With energy bills rising and worries about general inflation and debt, the last thing consumers may want to hear is that new regulations could mean a …
With energy bills rising and worries about general inflation and debt, the last thing consumers may want to hear is that new regulations could mean a hike in water bills.
However, it has been estimated that a rule change set to be introduced in October this year could do exactly that.
At that point, legal responsibility for the upkeep of the ten million private drains outside British homes will pass from individuals to the water companies.
This will mean they have to spend to maintain and repair such sewers and the Department for Environment, Food and Rural Affairs (Defra) has estimated this significant and new obligation” could cost as much as £4.2 million to accomplish over the next ten years.
Calculated per household, this would add £162 a year to the typical bill, something that may place further pressure on those struggling with debt.

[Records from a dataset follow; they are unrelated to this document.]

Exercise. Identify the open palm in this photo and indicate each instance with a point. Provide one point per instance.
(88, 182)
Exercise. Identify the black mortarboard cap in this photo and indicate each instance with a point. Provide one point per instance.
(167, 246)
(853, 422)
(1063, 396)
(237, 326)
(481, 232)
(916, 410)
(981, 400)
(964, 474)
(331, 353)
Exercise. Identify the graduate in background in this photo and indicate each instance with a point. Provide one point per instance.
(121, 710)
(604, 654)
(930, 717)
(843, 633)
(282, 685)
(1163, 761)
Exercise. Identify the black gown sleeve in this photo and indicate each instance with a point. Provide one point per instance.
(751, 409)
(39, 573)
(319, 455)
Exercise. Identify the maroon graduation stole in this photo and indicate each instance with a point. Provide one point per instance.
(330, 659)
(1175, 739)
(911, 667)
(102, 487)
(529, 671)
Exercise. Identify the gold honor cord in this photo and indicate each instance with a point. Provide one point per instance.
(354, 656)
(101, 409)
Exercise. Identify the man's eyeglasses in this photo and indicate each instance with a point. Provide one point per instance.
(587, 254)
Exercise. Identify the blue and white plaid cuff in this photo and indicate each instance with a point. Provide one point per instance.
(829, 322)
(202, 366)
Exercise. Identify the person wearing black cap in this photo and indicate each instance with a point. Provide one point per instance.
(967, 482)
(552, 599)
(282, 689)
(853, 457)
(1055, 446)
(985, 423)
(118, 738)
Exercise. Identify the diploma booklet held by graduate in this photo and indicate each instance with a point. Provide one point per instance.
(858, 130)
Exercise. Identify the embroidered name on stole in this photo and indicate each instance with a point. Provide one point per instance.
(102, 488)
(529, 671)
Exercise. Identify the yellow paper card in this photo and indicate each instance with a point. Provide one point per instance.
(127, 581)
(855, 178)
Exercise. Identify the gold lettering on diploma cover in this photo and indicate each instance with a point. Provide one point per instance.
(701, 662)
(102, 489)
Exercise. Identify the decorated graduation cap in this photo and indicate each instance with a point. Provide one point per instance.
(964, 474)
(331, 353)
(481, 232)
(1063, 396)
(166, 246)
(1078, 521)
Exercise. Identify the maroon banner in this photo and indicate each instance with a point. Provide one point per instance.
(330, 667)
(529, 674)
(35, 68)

This may hit consumers hard, although the hike is by no means certain.
Defra has said the cost is unlikely to be large, claiming the real figure should be no more than £14 a year extra.
And water and sewerage industry regulator Ofwat has warned firms that if they want to charge customers a lot of money for such work, they will need to provide “robust evidence” of the need to carry out such work on a large scale.
More pressure on consumer wallets may be too much for those who have already cut back as much as they can in a time of austerity.
Founder of moneymagpie.com Jasmine Birtles recently stated people she had spoken to who have been trimming household budgets told here they “can’t cut any more” off these.